Crude prices climbed to $30 to the barrel mid-week in the United States and Europe, a hike of 50% compared with the beginning of the year, and 25% from mid-June. That was about when George Bush decided it's time to get rid of Saddam once and for all.
Oil market analysts claim the prices incorporate a danger premium of about $5 per barrel, based on the assumption that the Iraqi oil supply will be cut off. But if war really does break out, oil prices will rise further.
If the only supply affected is Iraq's, says energy expert Dr Amit Mor, the price hike will be moderate, to about $40 per barrel, and will be temporary in nature. Beyond the danger premium already evident in the price of crude, Mor says the big oil producers led by Saudi Arabia and Russia have committed to the United States to increase production, if the Iraqi supply stalls.
Iraq is the world's fifth biggest oil supplier to the United States. It produces 2.3 million barrels a day, and exports 1.5 million of them. Meanwhile, the big oil producers can increase production by about 3 million to 4 million barrels per day.

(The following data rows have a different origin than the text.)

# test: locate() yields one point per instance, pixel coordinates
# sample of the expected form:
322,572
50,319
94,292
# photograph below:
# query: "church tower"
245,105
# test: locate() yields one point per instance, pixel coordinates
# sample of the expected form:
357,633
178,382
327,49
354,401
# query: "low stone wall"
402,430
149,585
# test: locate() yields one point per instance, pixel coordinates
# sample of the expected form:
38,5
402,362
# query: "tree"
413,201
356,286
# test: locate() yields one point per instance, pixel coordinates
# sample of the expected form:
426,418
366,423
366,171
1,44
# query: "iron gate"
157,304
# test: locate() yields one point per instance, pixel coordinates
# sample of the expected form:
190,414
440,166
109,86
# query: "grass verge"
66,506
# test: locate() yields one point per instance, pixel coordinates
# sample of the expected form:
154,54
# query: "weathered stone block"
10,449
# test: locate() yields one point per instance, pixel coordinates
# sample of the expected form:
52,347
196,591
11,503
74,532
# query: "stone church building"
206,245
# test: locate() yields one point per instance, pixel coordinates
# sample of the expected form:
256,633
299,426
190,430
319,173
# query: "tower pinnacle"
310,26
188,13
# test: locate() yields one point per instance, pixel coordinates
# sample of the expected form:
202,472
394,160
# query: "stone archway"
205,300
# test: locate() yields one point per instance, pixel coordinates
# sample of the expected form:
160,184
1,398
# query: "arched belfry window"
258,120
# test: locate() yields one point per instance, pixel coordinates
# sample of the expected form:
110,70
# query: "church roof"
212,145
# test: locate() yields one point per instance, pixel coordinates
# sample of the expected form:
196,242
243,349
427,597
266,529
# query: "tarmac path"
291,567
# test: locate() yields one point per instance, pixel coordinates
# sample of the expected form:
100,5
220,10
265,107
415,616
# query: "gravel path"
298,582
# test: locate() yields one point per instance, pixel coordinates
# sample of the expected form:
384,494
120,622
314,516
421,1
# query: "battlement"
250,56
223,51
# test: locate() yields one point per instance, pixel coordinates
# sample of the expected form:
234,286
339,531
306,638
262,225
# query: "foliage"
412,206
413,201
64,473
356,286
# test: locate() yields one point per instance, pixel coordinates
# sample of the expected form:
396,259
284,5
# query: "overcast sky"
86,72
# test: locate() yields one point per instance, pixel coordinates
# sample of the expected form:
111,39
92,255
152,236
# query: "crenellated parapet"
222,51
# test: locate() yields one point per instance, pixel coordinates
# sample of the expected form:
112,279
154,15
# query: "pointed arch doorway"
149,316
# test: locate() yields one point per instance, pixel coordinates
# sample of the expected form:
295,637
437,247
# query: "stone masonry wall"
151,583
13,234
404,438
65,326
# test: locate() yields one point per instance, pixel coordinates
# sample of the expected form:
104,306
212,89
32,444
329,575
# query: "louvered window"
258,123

But there are other scenarios, such as the war spreading and cutting off the supply by other Gulf producers. Or, Islamic nations such as Libya, Iran or Algeria reducing their supply to the United States as a punishment for attacking Iraq.

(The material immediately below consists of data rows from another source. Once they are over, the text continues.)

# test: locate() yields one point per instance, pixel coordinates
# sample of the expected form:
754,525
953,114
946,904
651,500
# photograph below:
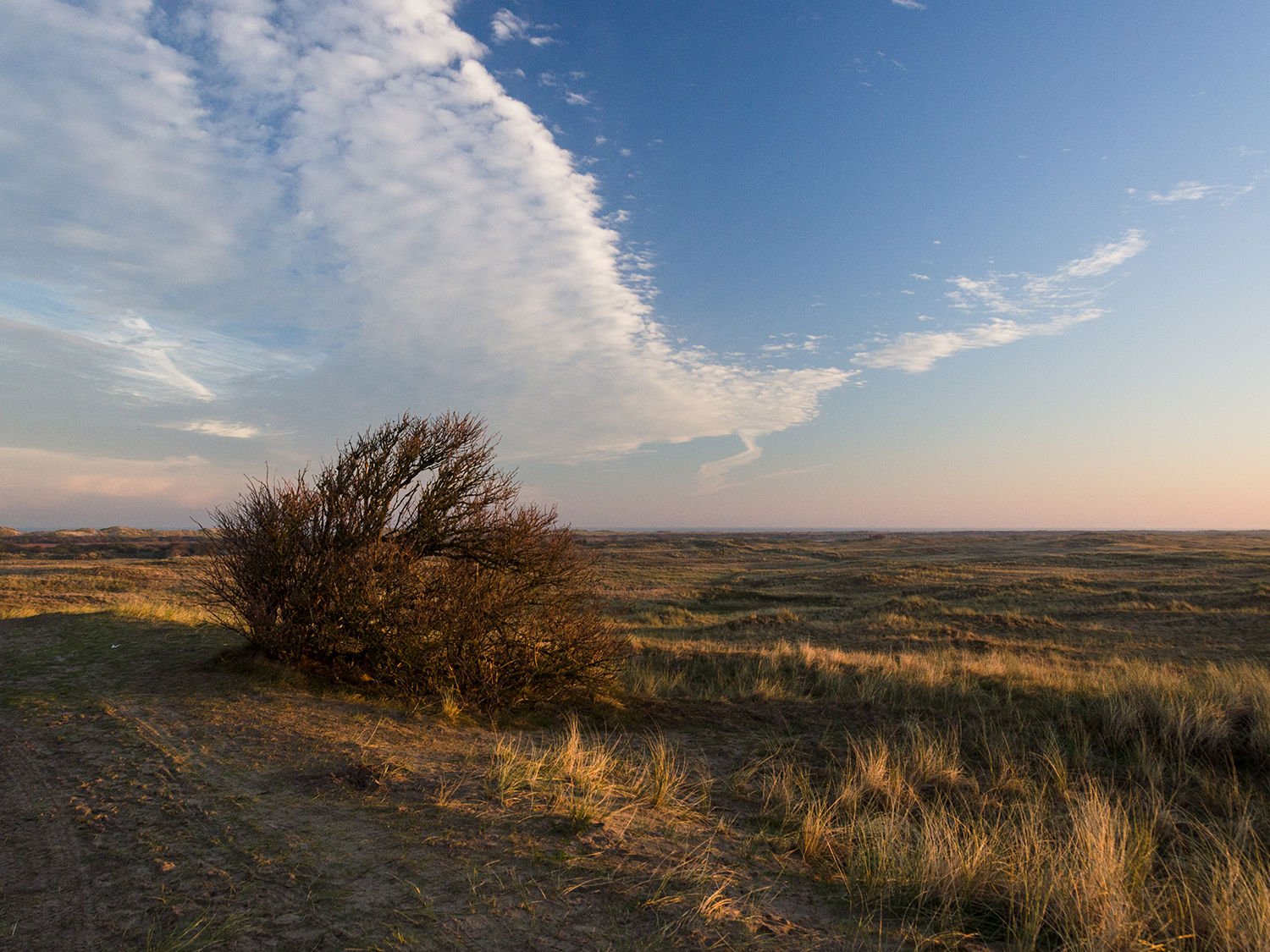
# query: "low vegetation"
408,561
1008,743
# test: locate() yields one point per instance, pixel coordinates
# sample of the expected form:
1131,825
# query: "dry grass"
1029,743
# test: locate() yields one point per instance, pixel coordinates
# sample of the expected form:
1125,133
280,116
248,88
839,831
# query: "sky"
870,264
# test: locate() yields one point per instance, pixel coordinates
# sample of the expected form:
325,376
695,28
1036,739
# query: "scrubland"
820,740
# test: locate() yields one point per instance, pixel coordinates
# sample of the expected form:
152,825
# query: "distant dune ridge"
111,542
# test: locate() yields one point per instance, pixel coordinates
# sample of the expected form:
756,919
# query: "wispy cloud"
220,428
919,352
505,27
337,208
1036,306
713,475
1185,192
1198,190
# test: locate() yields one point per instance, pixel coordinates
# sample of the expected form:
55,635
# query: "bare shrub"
409,561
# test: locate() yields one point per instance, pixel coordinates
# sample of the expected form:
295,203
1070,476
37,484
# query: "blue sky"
871,264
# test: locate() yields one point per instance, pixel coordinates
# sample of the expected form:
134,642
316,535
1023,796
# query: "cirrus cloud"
1036,306
310,215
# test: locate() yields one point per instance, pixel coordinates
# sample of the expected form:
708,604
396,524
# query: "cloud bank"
1020,306
305,216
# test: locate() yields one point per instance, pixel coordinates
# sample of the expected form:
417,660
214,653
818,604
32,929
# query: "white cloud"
505,27
33,475
1036,306
340,212
710,476
1105,256
220,428
919,352
1196,190
1185,192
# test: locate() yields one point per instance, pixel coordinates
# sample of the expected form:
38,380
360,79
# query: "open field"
820,740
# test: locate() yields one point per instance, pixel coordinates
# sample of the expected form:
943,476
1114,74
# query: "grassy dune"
827,740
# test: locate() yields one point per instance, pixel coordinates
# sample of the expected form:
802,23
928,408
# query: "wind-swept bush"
409,561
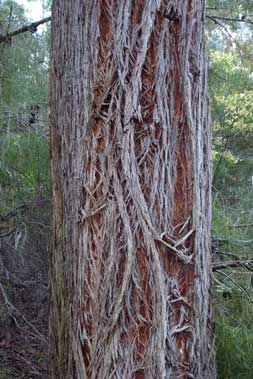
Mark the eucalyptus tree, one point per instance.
(130, 265)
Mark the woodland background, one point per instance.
(25, 188)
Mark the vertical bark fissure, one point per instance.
(130, 140)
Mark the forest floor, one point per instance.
(24, 297)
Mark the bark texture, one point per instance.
(130, 266)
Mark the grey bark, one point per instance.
(130, 266)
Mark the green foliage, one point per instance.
(235, 339)
(24, 166)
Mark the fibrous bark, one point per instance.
(130, 263)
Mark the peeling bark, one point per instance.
(130, 266)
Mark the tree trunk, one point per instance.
(130, 266)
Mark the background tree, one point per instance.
(130, 142)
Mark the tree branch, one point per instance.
(26, 28)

That, Mor estimates, could lift oil prices to $50 per barrel or more. But even then, the big oil producers can act to reduce the shock.
OPEC's price today is about $26 to $27 per barrel, while the market price is $29-30. The gap is caused by merchants holding back barrels for the rainy day they expect to follow military action in the Gulf.

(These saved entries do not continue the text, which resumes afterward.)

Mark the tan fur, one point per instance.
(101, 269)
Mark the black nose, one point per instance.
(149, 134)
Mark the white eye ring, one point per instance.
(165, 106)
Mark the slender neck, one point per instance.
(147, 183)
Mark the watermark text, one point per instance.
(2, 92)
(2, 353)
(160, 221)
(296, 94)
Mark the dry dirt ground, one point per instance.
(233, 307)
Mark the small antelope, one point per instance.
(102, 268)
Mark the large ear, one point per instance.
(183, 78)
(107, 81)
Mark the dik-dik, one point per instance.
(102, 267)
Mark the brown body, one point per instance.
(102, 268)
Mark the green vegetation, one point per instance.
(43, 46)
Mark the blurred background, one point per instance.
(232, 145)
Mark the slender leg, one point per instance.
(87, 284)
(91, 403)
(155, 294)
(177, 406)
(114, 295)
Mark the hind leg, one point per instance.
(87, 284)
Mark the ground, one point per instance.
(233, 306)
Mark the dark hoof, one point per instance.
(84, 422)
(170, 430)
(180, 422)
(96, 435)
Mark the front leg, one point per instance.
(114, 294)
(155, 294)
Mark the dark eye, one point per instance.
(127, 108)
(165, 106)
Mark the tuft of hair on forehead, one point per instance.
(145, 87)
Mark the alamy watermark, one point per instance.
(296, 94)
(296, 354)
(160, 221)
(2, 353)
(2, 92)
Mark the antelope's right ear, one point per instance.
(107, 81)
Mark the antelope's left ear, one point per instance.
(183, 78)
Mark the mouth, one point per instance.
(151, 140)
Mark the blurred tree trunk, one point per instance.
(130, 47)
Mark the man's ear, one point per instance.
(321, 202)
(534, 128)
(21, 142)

The OPEC leaders are scheduled to meet in Tokyo on October 19 to decide whether to up production in order to stabilize prices. But meanwhile, each fluctuation of rude prices reverberates here in Israel. Each dollar added per barrel costs the Israeli economy $65 million a year.
Since we cannot predict whether war really will break out, let alone how high crude prices will climb it is too soon to estimate its price to the Israeli marketplace.
Could violence in the Gulf spark a worldwide oil shortage? Mor thinks not. Other nations have enough unexploited oil production capacity that can be utilized at short notice, he says. There will be oil but it will be more expensive.
As for Israel, no worries here. Whatever happens, it can get enough oil for its needs in the international market.